İran'nın "kaba gücü" Türkiye'nin aleyhine gelişebilir

"Türkiye'nin "komşularla sıfır sorun" arayışı, takdire değer, fakat karaya oturdu. Suriye konusu, Türkiye ve İran arasında ciddi bir ayrıma neden oldu. Türkiye, barışçıl bir reformu desteklerken, İran otokratik, katı bir rejimi savunuyor. Türkiye'yi endişelendiren bir diğer sorun, İran'ın nükleer silah geliştirme kapasitesi. Bölgesel güç dengesine baktığımızda, her ne kadar Türkiye'nin "yumuşak gücü" büyümeye devam etse de, İran'ın "kaba gücü" Türkiye'nin aleyhine gelişebilir. Türk liderlerin dikkate alması gereken konu, nükleer silaha sahip olacak bir İran'ın bölgede domino etkisi yaratabileceği.
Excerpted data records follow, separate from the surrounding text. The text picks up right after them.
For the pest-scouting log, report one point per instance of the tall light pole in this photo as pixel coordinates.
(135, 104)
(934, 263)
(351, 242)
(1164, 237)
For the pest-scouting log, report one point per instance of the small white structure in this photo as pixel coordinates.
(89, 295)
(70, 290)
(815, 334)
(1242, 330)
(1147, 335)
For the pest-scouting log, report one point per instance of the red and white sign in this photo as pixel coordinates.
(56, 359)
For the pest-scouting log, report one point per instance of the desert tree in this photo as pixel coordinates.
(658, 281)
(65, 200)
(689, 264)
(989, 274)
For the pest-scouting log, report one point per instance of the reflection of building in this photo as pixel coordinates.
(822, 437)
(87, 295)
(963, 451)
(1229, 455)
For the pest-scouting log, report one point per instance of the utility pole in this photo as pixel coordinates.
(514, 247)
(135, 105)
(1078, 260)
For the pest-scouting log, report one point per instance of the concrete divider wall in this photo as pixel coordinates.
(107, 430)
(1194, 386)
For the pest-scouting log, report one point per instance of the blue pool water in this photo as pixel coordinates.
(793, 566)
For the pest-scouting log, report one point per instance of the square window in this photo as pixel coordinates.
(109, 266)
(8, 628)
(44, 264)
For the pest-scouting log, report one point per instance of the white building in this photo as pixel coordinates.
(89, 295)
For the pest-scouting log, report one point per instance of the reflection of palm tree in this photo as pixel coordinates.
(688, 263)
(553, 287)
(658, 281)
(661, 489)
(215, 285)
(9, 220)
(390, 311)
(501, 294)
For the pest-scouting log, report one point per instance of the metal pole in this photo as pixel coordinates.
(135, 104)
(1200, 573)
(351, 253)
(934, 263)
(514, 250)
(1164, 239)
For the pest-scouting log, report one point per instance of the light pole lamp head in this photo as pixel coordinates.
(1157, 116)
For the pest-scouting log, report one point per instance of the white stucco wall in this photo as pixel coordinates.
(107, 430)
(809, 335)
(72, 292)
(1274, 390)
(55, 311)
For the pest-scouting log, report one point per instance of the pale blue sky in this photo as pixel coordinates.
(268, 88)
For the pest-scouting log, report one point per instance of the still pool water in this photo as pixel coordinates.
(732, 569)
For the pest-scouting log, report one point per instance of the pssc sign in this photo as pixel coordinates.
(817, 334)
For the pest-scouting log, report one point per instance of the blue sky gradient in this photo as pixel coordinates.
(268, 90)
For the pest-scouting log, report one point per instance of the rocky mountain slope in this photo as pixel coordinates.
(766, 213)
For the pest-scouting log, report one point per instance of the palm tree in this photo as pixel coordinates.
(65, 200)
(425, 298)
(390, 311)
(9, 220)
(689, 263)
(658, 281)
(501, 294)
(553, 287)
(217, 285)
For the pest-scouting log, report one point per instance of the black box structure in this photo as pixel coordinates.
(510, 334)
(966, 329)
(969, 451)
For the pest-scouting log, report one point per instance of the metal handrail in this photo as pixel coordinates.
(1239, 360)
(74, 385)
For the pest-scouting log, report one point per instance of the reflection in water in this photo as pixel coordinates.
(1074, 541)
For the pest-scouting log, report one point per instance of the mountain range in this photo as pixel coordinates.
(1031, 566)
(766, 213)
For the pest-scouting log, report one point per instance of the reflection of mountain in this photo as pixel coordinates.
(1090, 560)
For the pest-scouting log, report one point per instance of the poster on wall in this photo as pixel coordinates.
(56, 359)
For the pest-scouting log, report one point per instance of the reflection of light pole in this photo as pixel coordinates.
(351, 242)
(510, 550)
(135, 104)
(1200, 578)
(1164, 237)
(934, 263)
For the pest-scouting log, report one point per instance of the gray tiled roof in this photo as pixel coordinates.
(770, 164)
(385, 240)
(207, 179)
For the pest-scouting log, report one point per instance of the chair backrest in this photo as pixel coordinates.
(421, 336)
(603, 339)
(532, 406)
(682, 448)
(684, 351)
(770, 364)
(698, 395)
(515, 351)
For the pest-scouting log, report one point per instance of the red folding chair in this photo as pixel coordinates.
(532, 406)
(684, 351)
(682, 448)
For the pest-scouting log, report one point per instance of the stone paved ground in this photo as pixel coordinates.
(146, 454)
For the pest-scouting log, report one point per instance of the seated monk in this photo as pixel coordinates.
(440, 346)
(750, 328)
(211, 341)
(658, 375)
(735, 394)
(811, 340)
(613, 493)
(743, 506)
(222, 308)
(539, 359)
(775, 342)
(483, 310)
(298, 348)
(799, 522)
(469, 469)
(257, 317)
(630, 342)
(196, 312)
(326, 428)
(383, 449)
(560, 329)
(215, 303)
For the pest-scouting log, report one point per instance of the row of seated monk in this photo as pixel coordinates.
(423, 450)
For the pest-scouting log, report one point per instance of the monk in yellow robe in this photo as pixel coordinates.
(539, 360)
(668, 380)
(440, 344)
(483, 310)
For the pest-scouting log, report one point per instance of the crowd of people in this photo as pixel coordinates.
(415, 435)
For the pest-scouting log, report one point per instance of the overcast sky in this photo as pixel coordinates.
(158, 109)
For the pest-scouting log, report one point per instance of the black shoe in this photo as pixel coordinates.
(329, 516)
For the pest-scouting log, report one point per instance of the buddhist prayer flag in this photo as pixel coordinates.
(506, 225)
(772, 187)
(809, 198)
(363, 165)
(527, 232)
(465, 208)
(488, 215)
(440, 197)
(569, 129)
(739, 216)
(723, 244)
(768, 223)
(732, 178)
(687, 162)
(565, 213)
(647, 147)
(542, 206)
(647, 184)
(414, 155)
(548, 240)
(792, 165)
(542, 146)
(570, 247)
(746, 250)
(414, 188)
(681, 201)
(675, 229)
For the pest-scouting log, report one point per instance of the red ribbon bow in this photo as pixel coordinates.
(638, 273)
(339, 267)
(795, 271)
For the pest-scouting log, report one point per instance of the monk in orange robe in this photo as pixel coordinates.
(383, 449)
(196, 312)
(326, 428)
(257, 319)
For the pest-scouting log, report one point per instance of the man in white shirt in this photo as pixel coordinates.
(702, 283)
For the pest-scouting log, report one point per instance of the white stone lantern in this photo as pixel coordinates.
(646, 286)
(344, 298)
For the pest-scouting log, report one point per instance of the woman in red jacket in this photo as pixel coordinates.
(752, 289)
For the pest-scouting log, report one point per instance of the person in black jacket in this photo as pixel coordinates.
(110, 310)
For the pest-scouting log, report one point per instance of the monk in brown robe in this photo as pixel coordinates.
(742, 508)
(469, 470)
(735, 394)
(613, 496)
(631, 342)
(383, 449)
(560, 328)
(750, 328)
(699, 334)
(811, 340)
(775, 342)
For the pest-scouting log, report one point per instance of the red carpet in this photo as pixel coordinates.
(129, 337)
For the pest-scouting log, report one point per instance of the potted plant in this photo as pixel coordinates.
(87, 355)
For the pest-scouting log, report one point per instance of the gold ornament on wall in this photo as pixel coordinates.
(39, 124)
Diğer ülkeler de İran'la yarışabilmek açısından nükleer silahlanmaya gidebilirler. 

İran'ın nükleer faaliyetleri barışçıl değil

"Uluslararası Atom Enerjisi Kurumu'nun son raporu, İran'ın nükleer faaliyetlerinin 'tamamen barışçıl' olduğu iddiasını ortadan kaldırıyor. Raporda, İran'ın ne derece kapsamlı bir program oluşturduğu ve bu programın temelinde nükleer balistik misil üretimi için gerekli olan tüm temel teknolojilerin geliştirildiği ortaya konuyor. Bu bilgilerin büyük bir bölümü medyada yer aldı, fakat IAEA on ülkeden topladığı istihbarat ve kendi yürüttüğü araştırmalara dayanarak bu raporu hazırladı." 

Ahmedinejad nükleerden vazgeçmez

"Avrupa Birliği ve ABD, İran'ın nükleer silahlanma faaliyetlerinden büyük endişe duyuyorlar. Endişe duydukları bir diğer konu da, İsrail'in bu programı durdurmak için tek başına askeri bir harekata geçebilecek olması. Bu durumdan çıkabilecek en kötü senaryo İran'ın nükleer bombaya sahip olması ya da İran'ın bombalanması. Bu senaryolar, bölgede savaş çıkmasına yol açar. Dolayısıyla, AB ve ABD, olası en kötü senaryoları ortadan kaldırmak için, İran'a mümkün olduğunca fazla baskı uygulamanın yollarını arıyorlar. Ne Ahmedinejad ne de başka bir İran liderinin uranyumu zenginleştirme çalışmalarına son vermeyi kabul edeceğini düşünmüyorum. Fakat doğru şartlar sağlanırsa, İran programa yönelik bazı sınırlamaları kabul etmeye ikna edilebilir. Bu da, zenginleştirilmiş uranyumu nükleer silah üretiminde kullanmayacağı yönünde güven sağlar. Ahmedinejad, Tahran araştırma reaktörüne yakıt sağlandığı takdirde, yüzde 20 oranında zenginleştirilmiş uranyum üretmeye son vereceğini ifade etmişti. Eğer İran bu güne kadar depoladığı zenginleştirilmiş uranyumdan ve bu programı geliştirmekten vazgeçerse, bu da önemli bir anlaşmanın ilk adımlarını oluşturabilir."

Uluslararası tepki olmazsa, İsrail tek başına harekete geçebilir

"Rusya ve Çin, İran yanlısı bir yaklaşım içindeler ve İran'a yönelik daha fazla yaptırımı kabul etmiyorlar. Yaptırımların artmasının savaşa neden olabileceğinden endişe ediyorlar. Oysa, yaptırımlar, askeri müdahaleye karşı barışçıl bir alternatif sunuyor. Eğer uluslararası toplum, UAEK'nun İran nükleer silahlanma raporuna ciddi bir tepki göstermezse, İsrail, bu konuyu tek başına ele alması gerektiğine daha fazla inanmaya başlar."